Monitoring item changes with CloudTrail Data Events, CloudWatch & Lambda

This enables monitoring of roles or identities in your account that are taking changes within your tables. You can find a detailed description on how to set this up with Terraform here, ensuring only expected roles are accessing tables.

Automated Backups

We’ve taken care that our access control rules fit & auditing is in place, so we get notified if there’s suspicious behavior. But human error & malicious behavior is still possible — that’s why it’s always necessary to back up regularly.

Managed: on-demand or continuous

Both of those types are solely managed by AWS.

  • With on-demand you’re triggering the backup creation yourself (e.g. with scheduled Lambda function) and DynamoDB will create a snapshot of the current state, including all data.

  • If you’re preferring a continuous option, you can activate Point-in-Time recovery (PITR). This will enable DynamoDB to create continuous incremental backups, which allows you to restore your table to any point in the last 35 days (comes with a higher pricing).

S3 exports

Both managed options do not protect you from (accidental) table deletions. That’s why regular exports to S3 are recommendable. It’s also a feature by AWS (requires enabling PITR).

const { DynamoDB } = require('aws-sdk')
const ddb = new DynamoDB({ region: 'eu-central-1' })

ddb.exportTableToPointInTime({  
  TableArn: '$TABLE_ARN',  
  S3Bucket: '$BUCKET_NAME',  
  ExportTime: 1596232100,  
  S3Prefix: 'backups',  
  ExportFormat: 'DYNAMODB_JSON'  
})

The main purpose for the exported backup to S3 is, that you can enable Object Locks, either with…

  • Governance mode — objects only be altered/deleted with specific permissions or

  • Compliance mode — objects can’t be altered/deleted at all, not even by the root user

Even if your account gets nuked, we won’t lose our backups because bucket deletion is impossible due to our locked objects.

S3 Replication to another account

We’ve covered table drops & complete account takeovers.

But what’s happening if your account gets deleted? Not even compliance mode will protect in this case and the backups are gone for good.

That’s why you should replicate backups to another dedicated backup account. This is easily possible by granting inter-account permissions and automatically replicating all files from your main bucket to the replication one with S3 notifications triggering a Lambda function.

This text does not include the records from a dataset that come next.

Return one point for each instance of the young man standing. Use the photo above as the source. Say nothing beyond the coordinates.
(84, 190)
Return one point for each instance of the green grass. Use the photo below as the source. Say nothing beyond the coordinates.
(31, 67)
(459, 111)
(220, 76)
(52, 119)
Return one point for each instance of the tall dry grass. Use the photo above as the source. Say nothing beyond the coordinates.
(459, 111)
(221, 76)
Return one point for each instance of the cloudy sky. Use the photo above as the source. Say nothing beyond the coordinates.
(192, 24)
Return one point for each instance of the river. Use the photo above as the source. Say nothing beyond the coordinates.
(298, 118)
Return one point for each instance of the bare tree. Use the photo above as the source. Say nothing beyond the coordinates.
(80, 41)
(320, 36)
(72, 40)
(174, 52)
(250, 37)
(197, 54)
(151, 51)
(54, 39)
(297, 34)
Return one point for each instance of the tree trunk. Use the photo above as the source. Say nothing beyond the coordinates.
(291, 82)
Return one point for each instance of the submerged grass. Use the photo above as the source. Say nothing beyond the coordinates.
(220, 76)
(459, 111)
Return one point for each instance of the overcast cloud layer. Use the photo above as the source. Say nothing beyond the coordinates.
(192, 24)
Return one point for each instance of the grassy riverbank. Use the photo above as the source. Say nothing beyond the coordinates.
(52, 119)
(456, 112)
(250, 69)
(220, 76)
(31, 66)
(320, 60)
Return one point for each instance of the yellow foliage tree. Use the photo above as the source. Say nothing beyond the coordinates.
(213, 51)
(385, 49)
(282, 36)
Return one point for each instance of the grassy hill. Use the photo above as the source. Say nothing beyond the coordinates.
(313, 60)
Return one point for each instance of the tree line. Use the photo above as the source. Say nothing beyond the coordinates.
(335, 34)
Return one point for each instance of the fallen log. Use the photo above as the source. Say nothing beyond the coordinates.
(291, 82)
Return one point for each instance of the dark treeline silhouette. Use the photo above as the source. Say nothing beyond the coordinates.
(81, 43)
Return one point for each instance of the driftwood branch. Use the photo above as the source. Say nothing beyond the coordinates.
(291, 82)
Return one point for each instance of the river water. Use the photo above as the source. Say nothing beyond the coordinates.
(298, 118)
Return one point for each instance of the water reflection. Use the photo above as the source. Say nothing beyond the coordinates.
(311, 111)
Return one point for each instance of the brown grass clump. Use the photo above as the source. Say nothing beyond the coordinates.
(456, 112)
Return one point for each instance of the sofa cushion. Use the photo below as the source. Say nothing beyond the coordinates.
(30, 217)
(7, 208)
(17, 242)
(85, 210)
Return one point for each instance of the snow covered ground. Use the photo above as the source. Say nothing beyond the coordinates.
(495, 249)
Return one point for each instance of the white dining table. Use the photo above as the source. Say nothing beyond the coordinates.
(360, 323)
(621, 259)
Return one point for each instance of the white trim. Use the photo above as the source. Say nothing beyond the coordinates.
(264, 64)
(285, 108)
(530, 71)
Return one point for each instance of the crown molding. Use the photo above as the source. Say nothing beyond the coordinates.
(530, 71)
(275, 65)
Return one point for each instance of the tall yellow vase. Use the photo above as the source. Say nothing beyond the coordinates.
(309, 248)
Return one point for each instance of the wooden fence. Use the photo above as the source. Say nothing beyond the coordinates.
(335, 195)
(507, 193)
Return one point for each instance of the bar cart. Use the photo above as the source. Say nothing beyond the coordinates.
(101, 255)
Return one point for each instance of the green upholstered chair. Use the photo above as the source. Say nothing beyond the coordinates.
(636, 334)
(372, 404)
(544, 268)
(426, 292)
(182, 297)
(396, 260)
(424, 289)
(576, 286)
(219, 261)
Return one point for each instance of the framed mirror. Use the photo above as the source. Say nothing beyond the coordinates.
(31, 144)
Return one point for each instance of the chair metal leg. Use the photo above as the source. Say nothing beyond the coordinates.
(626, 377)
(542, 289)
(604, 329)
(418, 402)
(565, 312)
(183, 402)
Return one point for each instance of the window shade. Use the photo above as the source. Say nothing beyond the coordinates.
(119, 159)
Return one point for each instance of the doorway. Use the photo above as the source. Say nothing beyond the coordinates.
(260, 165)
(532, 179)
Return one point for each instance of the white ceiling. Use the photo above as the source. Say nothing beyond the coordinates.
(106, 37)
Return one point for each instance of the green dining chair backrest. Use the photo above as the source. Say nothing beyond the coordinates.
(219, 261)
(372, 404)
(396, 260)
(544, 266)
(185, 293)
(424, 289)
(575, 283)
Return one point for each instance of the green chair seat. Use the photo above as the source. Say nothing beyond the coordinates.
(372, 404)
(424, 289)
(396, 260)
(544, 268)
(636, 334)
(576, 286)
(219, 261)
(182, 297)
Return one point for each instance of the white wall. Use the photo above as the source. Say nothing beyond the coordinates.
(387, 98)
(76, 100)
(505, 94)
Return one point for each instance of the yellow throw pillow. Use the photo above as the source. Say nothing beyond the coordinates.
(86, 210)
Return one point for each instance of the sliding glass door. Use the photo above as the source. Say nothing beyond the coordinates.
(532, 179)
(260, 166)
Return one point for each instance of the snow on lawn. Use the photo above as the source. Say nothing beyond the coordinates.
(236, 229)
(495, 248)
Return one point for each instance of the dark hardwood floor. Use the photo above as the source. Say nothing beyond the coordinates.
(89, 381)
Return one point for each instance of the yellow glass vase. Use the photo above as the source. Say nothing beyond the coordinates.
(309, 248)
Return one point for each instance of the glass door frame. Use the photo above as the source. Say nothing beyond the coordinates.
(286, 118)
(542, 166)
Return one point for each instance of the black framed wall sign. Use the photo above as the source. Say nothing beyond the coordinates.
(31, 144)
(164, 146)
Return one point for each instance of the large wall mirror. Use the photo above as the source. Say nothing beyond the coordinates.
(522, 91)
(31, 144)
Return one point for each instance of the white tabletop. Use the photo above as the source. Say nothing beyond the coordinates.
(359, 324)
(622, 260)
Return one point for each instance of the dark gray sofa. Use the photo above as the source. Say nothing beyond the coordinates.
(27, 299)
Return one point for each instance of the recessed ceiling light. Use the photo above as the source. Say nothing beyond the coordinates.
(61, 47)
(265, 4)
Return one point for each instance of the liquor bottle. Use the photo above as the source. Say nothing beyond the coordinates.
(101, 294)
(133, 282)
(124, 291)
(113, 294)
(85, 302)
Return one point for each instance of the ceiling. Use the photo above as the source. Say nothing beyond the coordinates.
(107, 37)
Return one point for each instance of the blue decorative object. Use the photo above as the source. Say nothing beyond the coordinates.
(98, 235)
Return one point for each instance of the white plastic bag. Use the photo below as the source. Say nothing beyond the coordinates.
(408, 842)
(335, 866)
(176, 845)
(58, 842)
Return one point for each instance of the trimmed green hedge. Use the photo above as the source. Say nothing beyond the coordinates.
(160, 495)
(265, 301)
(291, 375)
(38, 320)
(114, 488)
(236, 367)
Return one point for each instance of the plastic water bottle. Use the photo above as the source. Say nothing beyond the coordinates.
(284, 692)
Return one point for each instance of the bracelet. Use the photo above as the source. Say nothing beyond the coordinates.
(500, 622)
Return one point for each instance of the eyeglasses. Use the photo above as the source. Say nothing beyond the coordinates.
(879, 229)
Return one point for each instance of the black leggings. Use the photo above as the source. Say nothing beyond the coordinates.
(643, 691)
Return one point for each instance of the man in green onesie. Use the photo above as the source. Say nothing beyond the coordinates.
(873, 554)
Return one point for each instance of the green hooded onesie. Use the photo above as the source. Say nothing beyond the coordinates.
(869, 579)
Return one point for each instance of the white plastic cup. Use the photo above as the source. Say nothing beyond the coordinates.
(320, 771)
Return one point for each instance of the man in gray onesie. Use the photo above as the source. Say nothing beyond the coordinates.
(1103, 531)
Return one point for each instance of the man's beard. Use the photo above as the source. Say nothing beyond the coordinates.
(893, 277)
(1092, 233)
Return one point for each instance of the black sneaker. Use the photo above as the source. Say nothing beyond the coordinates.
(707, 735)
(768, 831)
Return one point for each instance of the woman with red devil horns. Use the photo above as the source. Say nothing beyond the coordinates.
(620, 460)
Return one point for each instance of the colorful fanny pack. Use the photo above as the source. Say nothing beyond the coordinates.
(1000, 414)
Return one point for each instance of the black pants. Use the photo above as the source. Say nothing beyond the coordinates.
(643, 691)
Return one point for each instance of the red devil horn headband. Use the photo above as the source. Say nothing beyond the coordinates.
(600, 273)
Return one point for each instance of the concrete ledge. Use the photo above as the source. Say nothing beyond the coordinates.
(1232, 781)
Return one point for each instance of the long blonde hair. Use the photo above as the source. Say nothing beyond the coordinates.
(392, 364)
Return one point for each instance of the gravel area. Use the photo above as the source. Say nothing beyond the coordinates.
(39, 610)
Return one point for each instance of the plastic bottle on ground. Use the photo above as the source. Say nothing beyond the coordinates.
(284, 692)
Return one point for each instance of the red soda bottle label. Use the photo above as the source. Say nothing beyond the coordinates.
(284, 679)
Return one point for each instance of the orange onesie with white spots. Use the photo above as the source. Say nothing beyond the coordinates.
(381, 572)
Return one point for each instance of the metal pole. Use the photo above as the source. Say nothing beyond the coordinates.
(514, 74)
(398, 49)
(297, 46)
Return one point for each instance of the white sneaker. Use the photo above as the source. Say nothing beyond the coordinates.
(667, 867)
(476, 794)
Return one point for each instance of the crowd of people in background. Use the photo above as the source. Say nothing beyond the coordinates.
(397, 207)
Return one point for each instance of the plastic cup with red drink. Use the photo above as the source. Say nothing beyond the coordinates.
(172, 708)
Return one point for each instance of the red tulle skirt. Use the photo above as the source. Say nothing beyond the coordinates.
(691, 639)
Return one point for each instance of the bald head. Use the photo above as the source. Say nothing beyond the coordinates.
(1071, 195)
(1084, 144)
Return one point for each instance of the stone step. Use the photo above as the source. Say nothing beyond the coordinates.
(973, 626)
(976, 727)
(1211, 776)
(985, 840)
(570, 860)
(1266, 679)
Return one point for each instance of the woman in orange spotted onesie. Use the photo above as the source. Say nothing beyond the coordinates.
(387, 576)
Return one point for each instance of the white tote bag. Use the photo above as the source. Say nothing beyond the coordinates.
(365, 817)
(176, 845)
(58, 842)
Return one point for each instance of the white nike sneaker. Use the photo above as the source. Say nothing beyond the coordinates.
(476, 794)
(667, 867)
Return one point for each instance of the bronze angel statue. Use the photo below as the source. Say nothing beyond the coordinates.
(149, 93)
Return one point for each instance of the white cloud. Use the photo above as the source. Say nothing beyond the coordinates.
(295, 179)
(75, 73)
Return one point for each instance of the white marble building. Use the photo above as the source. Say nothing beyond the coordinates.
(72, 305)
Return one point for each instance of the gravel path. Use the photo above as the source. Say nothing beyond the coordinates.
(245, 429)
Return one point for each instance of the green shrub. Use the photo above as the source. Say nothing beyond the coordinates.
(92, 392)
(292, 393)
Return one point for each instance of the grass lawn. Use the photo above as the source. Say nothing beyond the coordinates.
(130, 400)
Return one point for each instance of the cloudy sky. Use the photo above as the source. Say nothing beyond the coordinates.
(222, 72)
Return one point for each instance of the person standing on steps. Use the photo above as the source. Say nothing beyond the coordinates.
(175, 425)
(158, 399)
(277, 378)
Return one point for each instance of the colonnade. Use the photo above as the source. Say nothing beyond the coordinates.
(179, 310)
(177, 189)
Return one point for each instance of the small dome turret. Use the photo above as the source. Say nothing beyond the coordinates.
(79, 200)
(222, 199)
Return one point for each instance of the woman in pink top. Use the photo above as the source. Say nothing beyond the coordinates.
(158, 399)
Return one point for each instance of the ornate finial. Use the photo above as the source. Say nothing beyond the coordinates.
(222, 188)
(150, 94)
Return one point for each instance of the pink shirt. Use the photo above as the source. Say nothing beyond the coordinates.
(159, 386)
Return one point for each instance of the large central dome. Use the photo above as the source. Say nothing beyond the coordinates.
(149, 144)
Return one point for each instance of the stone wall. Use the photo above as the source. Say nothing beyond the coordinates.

Inter-Account Replication of Objects

Conclusion

We’ve gone through AWS’ IAM principles and how to use them accordingly to restrict our permissions as much as possible. Additionally, we’ve had a look into CloudTrail to give us auditing and observability. Last, we’ve covered how to automatically create backups, either in DynamoDB or to S3 — including replications to other accounts as a second layer.